SUMMARY 1Methods used for the study of species–environment relationships can be grouped into: (i) simple indirect and direct gradient analysis and multivariate direct gradient analysis (e.g. canonical correspondence analysis), all of which search for non-symmetric patterns between environmental data sets and species data sets; and (ii) analysis of juxtaposed tables, canonical correlation analysis, and intertable ordination, which examine species–environment relationships by considering each data set equally. Different analytical techniques are appropriate for fulfilling different objectives. 2We propose a method, co-inertia analysis, that can synthesize various approaches encountered in the ecological literature. Co-inertia analysis is based on the mathematically coherent Euclidean model and can be universally reproduced (i.e. independently of software) because of its numerical stability. The method performs simultaneous analysis of two tables. The optimizing criterion in co-inertia analysis is that the resulting sample scores (environmental scores and faunistic scores) are the most covariant.

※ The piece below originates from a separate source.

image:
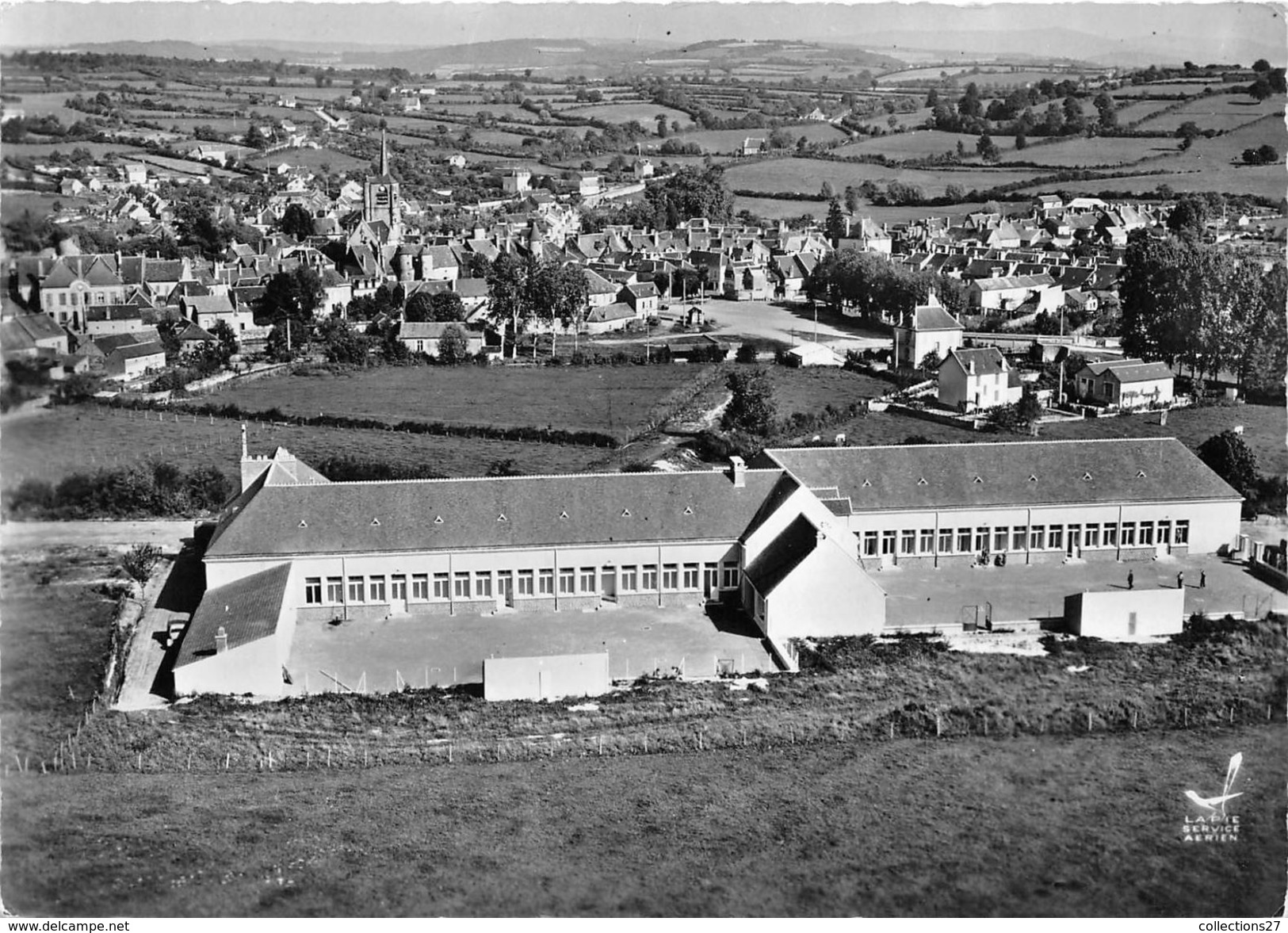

Such analysis is particularly suitable for the simultaneous detection of faunistic and environmental features in studies of ecosystem structure. 3The method was demonstrated using faunistic and environmental data from Friday (Freshwater Biology 18, 87-104, 1987). In this example, non-symmetric analyses is inappropriate because of the large number of variables (species and environmental variables) compared with the small number of samples. 4Co-inertia analysis is an extension of the analysis of cross tables previously attempted by others. It serves as a general method to relate any kinds of data set, using any kinds of standard analysis (e.g. principal components analysis, correspondence analysis, multiple correspondence analysis) or between-class and within-class analyses.